# 123k miles 2000 Carbon Black BMW M5 1995 White 993



## gmblack3 (Mar 14, 2008)

Called Bret to give me a hand on this one as both had to be done in a day.

2000 Carbon Black BMW M5 w/ 123k miles.

Client had just washed it the other day. So we cleaned it up with some ONR and clayed it.

I did say 123k miles:










The entire car was like this.

After M105/yellow edge wool/1700 x4
Ultrafina/blue CCS/1700










Bret cleaned the wheels with ONR and a MF, after drying the wheels he gave them an application of ZAIO.

I think the trunk was worse even though the pics do not show it:










After M105/yellow edge wool/1700 x4
Ultrafina/blue CCS/1700










I did the M105 work and Bret followed with the Ultrafina. Bret also did some of the tighter areas with some 4" pads.

After we finished with the polishing we gave the car a Z7 wash using the 2BM with a sheepskin mitt. The car was dried with pakshak WW drying towels.

Tires got Z-16.

3x of ZFX'd Z5pro was applied to the paint and followed with Z8:


----------



## gmblack3 (Mar 14, 2008)

The 95 993 Porsche is the client track toy. He still drives it on the street every week or so.

The paint had some staining from some of the chemicals used to remove the rubber marks on the paint from the roadcourse. So the cleint wanted the paint cleaned of the staining and to restore the gloss. Sorry no before shots.

Did a Z7 wash and clayed the paint.

Bret and I broke out the PCs, I used a white CCS pad and Bret used a Megs yellow foam pad. We both used ZPC as a polish. A few areas with more severe swirling where polished with a LC VC yellow pad and ZPC first, then followed with one of the polishing pads.

After a Z6 wipedown 2x of ZFX'd Z2pro was applied to the paint followed by Z8.


----------



## noego (Feb 6, 2006)

both look great! 

would it be a useless or redundant step to use Zaino aio after ZFX?


----------



## gmblack3 (Mar 14, 2008)

noego said:


> both look great!
> 
> would it be a useless or redundant step to use Zaino aio after ZFX?


Thanks!

Just to be sure we are on the same page here....

You want to use ZAIO on your paint after you have applied Z2/5pro with ZFX?

In the past I have used ZAIO and then applied 2-3x of Z2/5pro with ZFX.

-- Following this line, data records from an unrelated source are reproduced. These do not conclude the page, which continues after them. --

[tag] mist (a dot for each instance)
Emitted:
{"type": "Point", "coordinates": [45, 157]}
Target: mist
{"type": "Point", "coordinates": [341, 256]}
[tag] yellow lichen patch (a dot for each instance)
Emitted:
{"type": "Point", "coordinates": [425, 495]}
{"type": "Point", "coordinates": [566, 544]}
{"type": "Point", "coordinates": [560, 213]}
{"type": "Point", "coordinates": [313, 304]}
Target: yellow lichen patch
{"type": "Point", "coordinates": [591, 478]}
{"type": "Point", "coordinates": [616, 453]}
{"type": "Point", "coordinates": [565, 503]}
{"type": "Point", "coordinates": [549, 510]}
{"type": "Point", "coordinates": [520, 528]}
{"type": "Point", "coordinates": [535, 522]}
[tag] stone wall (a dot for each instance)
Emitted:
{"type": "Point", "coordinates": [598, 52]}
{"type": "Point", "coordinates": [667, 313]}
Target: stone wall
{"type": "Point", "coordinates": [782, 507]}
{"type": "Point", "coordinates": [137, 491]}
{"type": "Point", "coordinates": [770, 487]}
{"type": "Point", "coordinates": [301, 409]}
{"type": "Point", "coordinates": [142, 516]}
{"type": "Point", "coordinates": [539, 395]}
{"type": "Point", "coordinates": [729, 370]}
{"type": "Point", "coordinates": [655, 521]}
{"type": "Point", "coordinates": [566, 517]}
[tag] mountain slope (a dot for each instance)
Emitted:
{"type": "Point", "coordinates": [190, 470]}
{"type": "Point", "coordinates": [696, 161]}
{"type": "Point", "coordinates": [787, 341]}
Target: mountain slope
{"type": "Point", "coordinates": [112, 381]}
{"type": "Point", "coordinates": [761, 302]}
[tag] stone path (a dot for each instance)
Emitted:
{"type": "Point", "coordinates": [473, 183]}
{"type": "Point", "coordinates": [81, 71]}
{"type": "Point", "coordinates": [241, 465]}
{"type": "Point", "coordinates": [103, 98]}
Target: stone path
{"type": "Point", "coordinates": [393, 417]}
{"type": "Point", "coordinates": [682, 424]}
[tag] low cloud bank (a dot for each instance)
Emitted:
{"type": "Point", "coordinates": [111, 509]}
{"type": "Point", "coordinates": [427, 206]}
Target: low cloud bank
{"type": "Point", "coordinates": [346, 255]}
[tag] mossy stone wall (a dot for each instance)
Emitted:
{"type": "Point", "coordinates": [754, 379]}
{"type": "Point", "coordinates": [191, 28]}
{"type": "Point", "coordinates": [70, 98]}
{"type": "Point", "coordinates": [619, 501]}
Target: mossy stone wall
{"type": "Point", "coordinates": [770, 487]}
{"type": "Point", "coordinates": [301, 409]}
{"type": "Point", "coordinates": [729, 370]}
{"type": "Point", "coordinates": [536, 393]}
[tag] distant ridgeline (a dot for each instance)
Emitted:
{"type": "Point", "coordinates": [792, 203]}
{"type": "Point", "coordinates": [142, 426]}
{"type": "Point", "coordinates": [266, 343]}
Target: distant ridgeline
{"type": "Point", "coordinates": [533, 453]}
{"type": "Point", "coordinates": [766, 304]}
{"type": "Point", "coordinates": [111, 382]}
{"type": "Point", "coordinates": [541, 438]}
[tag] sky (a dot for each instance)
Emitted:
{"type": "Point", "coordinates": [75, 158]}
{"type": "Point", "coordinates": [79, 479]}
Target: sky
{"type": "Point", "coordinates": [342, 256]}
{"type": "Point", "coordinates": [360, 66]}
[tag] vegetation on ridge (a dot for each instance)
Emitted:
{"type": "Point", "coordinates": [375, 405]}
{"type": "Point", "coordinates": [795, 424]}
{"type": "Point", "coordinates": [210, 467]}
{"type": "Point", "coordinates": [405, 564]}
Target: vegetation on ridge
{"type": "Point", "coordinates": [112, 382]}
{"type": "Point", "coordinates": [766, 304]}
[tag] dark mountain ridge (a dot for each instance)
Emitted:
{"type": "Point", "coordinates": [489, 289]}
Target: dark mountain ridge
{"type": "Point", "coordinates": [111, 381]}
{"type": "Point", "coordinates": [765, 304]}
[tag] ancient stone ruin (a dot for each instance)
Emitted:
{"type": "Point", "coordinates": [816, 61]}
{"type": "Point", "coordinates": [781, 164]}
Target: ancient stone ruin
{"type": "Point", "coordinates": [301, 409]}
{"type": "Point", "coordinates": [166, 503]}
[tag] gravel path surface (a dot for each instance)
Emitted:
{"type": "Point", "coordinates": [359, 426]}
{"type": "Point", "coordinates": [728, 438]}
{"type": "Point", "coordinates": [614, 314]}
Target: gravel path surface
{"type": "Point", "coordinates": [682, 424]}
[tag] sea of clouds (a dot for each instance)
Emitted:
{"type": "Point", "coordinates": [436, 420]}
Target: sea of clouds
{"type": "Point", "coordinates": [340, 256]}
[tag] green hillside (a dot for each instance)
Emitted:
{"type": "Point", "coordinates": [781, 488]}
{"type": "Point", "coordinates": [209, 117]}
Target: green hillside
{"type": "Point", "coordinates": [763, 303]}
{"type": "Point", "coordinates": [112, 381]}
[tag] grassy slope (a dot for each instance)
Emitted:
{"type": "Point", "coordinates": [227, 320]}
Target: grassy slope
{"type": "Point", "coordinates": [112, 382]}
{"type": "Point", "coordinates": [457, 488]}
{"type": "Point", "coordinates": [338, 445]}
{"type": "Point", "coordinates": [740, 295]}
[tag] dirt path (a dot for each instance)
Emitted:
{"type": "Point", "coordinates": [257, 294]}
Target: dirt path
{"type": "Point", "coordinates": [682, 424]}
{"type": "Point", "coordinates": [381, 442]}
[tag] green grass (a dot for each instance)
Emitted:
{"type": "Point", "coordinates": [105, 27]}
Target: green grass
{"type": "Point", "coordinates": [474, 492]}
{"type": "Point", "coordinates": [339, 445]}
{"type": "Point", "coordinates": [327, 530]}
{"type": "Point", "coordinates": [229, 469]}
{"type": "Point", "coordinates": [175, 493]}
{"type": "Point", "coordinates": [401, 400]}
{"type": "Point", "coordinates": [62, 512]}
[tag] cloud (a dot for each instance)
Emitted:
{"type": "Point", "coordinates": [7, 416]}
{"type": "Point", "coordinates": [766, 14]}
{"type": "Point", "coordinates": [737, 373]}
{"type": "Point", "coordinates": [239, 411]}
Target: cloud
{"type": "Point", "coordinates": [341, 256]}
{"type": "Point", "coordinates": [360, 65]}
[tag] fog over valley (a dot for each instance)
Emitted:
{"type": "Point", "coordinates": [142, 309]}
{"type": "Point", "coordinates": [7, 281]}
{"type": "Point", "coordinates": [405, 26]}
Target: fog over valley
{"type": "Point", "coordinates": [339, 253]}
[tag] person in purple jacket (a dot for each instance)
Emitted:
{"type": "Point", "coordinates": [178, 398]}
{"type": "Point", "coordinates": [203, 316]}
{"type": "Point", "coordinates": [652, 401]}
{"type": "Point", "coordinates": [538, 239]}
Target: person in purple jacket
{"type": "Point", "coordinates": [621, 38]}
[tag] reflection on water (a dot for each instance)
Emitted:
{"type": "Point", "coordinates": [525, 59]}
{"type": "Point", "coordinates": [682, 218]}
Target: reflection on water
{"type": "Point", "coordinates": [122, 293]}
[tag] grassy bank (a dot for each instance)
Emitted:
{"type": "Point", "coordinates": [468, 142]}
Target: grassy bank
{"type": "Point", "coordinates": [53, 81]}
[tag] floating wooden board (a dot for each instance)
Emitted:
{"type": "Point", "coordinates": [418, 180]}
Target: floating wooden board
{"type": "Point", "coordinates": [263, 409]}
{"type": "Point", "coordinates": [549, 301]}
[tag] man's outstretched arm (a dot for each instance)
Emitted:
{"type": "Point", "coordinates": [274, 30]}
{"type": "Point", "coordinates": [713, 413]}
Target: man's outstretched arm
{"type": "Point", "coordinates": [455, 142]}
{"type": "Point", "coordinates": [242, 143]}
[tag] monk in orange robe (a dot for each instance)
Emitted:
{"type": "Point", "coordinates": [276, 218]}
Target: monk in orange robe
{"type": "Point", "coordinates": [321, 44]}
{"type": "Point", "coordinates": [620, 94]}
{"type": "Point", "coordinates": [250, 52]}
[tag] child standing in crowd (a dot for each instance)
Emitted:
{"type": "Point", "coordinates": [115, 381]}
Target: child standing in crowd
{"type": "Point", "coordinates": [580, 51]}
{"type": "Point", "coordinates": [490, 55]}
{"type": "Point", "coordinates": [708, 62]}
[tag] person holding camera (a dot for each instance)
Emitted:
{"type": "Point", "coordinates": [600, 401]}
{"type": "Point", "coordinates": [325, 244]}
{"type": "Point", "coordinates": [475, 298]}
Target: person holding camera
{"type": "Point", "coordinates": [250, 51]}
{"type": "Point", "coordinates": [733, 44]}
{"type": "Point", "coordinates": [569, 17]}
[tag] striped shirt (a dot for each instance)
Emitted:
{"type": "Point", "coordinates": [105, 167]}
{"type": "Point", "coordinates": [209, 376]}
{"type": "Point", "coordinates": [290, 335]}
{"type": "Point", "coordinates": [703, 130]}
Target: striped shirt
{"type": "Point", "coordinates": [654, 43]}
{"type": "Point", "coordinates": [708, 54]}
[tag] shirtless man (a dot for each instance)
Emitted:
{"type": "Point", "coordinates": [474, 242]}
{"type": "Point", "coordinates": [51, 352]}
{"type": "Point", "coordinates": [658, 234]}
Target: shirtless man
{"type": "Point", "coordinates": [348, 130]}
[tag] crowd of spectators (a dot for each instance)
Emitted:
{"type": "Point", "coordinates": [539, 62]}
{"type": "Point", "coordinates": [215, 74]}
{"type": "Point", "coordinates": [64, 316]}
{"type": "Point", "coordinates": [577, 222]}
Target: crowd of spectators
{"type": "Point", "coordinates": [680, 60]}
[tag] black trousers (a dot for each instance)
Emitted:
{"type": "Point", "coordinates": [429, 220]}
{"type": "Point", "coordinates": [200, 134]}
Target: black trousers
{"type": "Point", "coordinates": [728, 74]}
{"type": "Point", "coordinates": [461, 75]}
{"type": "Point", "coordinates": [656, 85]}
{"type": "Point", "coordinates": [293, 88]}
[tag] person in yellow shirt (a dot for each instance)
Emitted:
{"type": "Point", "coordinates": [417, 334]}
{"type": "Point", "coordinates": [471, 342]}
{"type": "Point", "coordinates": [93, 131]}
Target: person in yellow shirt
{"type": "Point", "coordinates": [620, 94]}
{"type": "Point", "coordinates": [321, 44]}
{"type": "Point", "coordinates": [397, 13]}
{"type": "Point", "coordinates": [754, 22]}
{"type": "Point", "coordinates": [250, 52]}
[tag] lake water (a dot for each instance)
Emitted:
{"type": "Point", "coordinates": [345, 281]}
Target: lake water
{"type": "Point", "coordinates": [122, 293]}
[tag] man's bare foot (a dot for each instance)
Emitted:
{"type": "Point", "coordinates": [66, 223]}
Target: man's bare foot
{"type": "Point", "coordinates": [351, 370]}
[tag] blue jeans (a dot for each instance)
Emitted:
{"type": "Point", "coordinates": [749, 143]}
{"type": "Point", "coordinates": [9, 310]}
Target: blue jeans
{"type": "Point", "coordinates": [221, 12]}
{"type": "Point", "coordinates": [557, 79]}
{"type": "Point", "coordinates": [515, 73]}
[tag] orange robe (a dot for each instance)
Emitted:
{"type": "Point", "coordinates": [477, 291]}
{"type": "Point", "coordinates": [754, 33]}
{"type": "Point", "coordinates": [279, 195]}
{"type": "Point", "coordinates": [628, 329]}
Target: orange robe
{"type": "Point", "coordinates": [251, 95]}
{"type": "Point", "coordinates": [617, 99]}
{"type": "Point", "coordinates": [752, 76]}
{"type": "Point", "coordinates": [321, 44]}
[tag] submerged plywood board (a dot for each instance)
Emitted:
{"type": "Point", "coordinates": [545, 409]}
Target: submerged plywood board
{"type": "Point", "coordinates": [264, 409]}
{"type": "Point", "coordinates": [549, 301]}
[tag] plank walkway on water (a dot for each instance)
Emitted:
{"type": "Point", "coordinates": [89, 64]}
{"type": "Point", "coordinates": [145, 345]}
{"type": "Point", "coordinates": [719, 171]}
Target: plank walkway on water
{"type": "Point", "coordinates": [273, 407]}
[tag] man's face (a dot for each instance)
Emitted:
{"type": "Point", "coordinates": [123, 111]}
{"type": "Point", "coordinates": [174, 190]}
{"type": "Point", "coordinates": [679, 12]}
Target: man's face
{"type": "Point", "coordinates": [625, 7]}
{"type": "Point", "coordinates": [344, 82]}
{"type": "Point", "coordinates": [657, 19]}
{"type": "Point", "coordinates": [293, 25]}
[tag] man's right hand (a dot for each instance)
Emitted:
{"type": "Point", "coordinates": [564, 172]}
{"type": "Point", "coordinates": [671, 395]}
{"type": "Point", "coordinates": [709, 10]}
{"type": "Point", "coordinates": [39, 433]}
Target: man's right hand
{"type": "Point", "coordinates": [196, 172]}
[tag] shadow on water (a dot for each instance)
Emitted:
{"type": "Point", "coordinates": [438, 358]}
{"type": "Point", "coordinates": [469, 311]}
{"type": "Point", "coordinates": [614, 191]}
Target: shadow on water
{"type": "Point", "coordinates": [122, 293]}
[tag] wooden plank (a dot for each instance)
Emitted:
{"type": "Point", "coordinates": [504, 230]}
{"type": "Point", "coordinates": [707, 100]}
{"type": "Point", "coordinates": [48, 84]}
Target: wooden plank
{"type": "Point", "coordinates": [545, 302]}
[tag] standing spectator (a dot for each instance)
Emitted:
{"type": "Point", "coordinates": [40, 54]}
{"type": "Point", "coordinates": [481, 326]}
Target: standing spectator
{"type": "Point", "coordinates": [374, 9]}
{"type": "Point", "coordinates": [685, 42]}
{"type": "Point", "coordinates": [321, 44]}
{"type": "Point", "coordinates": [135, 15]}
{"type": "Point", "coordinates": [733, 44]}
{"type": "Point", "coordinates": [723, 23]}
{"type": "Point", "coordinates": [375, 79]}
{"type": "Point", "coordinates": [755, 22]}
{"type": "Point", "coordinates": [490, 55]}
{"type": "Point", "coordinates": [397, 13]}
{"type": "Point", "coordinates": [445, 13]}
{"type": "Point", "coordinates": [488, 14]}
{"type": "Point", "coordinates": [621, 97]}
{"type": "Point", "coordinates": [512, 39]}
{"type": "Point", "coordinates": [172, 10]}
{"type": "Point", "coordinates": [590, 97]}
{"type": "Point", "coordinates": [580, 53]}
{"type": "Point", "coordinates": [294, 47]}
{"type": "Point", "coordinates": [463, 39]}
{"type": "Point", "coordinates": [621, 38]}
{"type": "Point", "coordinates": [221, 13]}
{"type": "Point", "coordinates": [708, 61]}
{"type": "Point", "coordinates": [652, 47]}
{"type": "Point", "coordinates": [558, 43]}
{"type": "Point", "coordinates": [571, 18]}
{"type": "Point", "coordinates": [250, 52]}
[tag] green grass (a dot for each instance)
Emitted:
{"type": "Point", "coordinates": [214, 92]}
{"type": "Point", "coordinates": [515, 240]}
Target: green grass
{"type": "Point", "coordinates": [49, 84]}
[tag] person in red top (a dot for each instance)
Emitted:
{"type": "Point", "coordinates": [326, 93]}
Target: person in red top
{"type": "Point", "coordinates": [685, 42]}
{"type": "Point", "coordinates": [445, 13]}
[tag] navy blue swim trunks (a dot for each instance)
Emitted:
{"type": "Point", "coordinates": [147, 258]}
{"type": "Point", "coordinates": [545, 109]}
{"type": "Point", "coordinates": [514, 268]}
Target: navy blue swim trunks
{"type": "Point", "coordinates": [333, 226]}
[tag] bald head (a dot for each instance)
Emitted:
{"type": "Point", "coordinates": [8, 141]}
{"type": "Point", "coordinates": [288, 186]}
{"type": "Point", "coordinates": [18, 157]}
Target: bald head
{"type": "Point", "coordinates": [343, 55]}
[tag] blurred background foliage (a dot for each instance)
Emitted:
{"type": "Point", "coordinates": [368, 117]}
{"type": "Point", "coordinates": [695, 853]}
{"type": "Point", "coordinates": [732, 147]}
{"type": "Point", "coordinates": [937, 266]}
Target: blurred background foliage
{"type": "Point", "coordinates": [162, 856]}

But ZAIO does give you the proper base for Z2/5pro to bond without ZFX. But then you can only do 1 coat of Z2/5pro.

Please let me know if I did not answer your question.


----------



## noego (Feb 6, 2006)

doh! i was thinking of ZPC and typing ZFX when i posted my question. my plan is to polish my car with ZPC via a PC, apply ZAIO and do one each of Z2 and Z5 (both with ZFX accelerator) and meant to ask if the ZAIO would be redundant within the context of my planned steps.

been using Zaino for at least six years...maybe i'll be able to keep all of the 'Z' designations straight in my mind after some more experience. sorry


----------



## gmblack3 (Mar 14, 2008)

Its not going to hurt anything. Most of the cars that I use ZAIO before ZFX'd 2/5 are dark colors like black and red. IMO I think it adds something to the finish. Try it out and let us know.


----------